O ciclista, sabe que tem direitos, sabe que tem deveres, não incomoda e não quer ser incomodado.

 

O gajo da bina, antes sequer de a montar, já sabe que quem se meter com ele está fucked (sim, porque o gajo da bina está nisto pelo cycling e gosta de terminologia anglo-saxónica). O gajo da bina pedalou 1 mile e já está a mandar vir com o primeiro Opel Corsa que passa porque a estrada também é dos ciclistas e os carros têm de passar a metro e meio de distância. O gajo da bina vai pôr-se ao lado de outro gajo da bina e vão ali, a falar dos planos que não vão cumprir e das bicicletas que vão comprar para, mais cedo ou mais tarde, pendurar na garagem, enquanto fazem com que os automobilistas sofram. Olham para trás e, quanto mais desesperado está o condutor, mais devagar vai o gajo da bina. Porque o gajo da bina não tira prazer em andar de 'cicleta, o gajo da bina vibra em fazer com que os nervos dos outros fiquem em frangalhos.

 

Não param em sinais vermelhos, não abrandam em rotundas, porque os outros têm de dar prioridade aos gajos da bina. Agem como se fossem uma minoria ostracizada da sociedade, quando são os próprios que não cumprem com regras nenhumas.

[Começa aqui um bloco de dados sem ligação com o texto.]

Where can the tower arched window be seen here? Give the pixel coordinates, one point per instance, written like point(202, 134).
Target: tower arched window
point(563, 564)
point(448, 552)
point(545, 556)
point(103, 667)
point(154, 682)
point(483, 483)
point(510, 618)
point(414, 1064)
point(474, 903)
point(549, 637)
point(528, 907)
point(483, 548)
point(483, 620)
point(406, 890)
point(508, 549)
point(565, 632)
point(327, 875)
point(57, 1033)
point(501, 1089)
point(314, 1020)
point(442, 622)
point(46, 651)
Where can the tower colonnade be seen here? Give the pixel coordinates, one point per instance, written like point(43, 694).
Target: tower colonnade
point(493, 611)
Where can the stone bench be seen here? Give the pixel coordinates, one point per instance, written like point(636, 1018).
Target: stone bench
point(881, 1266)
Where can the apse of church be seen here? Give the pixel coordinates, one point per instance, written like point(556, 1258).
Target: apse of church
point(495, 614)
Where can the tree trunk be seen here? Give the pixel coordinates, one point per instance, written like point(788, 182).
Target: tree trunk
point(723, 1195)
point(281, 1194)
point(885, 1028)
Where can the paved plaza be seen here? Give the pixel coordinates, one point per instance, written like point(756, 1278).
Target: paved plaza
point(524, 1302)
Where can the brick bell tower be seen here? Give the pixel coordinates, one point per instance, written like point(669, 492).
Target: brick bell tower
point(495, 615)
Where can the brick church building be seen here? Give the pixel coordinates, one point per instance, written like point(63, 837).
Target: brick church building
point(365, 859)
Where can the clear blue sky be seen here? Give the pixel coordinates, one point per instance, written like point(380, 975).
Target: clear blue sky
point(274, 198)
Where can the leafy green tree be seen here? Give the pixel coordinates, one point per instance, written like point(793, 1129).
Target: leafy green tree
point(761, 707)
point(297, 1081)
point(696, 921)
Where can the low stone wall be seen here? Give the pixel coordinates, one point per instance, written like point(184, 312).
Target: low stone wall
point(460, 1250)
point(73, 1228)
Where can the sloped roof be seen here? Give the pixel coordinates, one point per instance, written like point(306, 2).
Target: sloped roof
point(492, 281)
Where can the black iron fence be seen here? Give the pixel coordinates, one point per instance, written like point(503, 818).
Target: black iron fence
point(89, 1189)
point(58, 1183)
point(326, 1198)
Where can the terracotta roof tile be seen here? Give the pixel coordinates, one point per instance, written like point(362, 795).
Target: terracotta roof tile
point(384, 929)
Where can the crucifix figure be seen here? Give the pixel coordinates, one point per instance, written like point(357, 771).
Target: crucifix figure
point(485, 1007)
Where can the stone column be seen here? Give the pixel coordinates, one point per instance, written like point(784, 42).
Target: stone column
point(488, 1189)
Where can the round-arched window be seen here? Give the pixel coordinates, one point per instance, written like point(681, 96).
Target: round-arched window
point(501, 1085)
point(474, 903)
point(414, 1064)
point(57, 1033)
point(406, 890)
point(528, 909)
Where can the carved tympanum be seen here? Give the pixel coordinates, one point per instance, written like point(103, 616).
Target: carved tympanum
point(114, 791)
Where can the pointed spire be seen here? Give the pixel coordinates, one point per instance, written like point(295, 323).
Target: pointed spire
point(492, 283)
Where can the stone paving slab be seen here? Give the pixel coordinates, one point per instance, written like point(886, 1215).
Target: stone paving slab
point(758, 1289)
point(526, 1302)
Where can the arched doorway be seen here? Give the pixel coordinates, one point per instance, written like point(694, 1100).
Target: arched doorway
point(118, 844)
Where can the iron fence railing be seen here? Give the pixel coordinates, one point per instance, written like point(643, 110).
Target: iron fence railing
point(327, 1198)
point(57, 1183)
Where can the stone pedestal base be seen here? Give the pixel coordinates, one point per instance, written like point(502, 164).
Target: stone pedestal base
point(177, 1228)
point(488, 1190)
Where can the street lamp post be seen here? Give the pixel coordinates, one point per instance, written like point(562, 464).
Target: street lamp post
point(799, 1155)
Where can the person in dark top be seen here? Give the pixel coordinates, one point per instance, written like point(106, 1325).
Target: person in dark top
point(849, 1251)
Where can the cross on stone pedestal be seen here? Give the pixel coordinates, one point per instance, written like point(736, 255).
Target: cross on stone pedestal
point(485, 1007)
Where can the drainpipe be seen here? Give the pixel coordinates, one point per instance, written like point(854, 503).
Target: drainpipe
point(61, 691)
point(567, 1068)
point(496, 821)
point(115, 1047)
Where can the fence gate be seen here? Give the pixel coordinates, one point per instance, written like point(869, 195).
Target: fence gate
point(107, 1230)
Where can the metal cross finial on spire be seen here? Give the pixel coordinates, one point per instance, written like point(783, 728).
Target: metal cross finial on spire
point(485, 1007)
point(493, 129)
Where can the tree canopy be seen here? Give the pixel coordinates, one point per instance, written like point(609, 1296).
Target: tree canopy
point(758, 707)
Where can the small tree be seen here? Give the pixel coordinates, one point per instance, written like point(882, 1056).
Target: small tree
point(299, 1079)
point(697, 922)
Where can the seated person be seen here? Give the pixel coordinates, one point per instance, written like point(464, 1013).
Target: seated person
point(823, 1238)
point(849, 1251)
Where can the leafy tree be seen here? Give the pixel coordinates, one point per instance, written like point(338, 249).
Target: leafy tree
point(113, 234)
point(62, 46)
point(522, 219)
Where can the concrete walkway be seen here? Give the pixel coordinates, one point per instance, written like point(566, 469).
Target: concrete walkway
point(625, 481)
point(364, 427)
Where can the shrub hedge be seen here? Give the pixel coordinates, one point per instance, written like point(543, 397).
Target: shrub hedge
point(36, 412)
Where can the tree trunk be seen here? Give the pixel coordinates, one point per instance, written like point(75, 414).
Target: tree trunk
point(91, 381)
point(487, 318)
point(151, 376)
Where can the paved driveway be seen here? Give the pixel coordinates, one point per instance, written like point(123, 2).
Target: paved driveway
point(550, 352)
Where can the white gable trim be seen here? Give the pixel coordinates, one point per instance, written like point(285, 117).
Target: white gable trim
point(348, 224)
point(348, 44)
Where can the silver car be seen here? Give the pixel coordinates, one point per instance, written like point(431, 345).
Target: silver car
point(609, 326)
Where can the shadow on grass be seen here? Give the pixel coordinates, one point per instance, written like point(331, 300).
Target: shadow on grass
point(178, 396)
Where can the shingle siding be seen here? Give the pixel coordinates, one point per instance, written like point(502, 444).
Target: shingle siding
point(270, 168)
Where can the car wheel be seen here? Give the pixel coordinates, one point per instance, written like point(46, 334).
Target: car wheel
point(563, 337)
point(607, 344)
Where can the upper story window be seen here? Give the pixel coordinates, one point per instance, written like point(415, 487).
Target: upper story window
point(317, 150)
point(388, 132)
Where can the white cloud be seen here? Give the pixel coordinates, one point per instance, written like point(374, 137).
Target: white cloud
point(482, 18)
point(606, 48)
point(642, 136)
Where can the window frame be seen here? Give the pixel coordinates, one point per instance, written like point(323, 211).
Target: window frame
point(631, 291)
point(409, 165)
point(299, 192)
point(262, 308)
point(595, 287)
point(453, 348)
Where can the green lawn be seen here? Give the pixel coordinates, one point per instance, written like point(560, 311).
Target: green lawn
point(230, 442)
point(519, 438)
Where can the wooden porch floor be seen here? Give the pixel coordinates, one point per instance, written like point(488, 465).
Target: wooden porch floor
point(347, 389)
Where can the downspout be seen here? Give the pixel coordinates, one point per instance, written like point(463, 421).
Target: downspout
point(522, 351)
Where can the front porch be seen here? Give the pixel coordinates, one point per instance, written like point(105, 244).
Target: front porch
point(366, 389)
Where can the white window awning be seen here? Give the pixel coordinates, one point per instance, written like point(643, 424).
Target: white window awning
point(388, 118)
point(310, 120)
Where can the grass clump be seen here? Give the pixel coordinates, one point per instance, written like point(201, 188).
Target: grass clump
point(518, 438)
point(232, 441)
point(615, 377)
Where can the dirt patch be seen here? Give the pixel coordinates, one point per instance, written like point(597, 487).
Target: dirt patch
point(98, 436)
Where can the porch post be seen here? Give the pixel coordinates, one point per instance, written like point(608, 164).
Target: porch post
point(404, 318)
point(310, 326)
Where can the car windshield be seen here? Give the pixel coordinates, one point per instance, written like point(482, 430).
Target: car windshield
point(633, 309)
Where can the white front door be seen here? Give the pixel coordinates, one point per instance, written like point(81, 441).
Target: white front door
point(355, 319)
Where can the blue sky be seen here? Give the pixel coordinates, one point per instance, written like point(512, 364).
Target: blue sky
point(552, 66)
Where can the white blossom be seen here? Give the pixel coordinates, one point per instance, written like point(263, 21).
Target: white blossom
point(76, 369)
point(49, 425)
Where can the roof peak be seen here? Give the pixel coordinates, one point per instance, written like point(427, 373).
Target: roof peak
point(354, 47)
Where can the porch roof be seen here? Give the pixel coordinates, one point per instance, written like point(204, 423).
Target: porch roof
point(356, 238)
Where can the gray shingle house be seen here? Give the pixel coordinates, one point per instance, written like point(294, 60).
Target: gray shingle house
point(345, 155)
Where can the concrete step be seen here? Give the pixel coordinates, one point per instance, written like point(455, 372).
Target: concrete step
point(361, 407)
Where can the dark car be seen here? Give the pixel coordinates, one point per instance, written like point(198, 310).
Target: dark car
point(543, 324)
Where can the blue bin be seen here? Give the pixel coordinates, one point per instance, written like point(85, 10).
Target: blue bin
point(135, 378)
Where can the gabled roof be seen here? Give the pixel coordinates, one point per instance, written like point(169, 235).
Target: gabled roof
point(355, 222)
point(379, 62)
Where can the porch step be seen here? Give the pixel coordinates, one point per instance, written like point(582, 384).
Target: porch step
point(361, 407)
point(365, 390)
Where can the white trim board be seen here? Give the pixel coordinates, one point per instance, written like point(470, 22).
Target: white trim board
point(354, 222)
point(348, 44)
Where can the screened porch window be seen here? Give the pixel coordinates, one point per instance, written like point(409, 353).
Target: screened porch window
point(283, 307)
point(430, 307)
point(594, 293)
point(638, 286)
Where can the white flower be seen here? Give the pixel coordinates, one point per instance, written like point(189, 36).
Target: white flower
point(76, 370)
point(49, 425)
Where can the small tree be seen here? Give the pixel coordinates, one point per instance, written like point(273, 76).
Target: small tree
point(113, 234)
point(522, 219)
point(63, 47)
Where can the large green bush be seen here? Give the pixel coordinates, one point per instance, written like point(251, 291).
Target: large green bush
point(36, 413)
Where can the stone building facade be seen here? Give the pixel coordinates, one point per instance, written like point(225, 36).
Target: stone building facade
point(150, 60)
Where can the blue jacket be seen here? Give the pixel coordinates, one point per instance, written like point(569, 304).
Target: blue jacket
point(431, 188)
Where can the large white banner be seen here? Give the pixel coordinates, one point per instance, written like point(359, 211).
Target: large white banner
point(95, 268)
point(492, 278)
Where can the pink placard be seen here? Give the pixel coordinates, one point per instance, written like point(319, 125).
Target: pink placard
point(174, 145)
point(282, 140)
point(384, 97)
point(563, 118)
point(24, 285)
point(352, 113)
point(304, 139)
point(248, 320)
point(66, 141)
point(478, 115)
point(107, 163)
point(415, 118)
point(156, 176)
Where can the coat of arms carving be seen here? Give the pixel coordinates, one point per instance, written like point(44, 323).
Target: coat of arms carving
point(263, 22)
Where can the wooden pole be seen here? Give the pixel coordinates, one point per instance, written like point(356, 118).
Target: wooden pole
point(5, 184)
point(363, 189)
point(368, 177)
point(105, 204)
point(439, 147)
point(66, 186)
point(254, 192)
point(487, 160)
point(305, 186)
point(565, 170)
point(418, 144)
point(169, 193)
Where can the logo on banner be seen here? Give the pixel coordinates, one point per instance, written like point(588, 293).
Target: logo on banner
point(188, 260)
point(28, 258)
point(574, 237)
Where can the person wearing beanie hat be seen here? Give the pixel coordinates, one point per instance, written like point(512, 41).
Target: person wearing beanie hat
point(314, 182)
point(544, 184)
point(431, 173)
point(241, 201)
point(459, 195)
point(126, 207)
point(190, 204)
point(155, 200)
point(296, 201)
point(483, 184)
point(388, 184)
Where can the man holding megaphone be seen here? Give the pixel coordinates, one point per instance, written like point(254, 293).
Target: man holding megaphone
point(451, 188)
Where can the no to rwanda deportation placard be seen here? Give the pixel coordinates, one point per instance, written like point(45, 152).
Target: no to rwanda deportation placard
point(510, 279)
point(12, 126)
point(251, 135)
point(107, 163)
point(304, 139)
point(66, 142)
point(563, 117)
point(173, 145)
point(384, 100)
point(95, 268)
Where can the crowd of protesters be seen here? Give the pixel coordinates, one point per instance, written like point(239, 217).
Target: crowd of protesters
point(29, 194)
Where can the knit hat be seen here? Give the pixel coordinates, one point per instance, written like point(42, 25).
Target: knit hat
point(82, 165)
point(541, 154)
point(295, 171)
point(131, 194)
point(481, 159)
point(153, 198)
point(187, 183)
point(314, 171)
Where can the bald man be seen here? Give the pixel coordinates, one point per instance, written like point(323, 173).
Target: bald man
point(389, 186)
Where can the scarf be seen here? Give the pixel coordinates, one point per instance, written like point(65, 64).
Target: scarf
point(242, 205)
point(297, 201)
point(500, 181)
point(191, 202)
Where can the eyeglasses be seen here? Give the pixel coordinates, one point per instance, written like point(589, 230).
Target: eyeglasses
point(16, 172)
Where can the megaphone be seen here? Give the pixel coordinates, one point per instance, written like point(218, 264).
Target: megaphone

O gajo da bina é aquele que um dia vai descobrir outro desporto de nome estrangeiro para o qual precisa de gastar uma pipa de massa - assim tem qualquer coisa que pode gabar aos amigos - muda de objetivos para estar em linha com o gang e mete a bina na garagem.

 

A nós, almas que penam com esta malta, resta desejar que descubram um novo rumo depressa e de preferência longe da vida dos outros.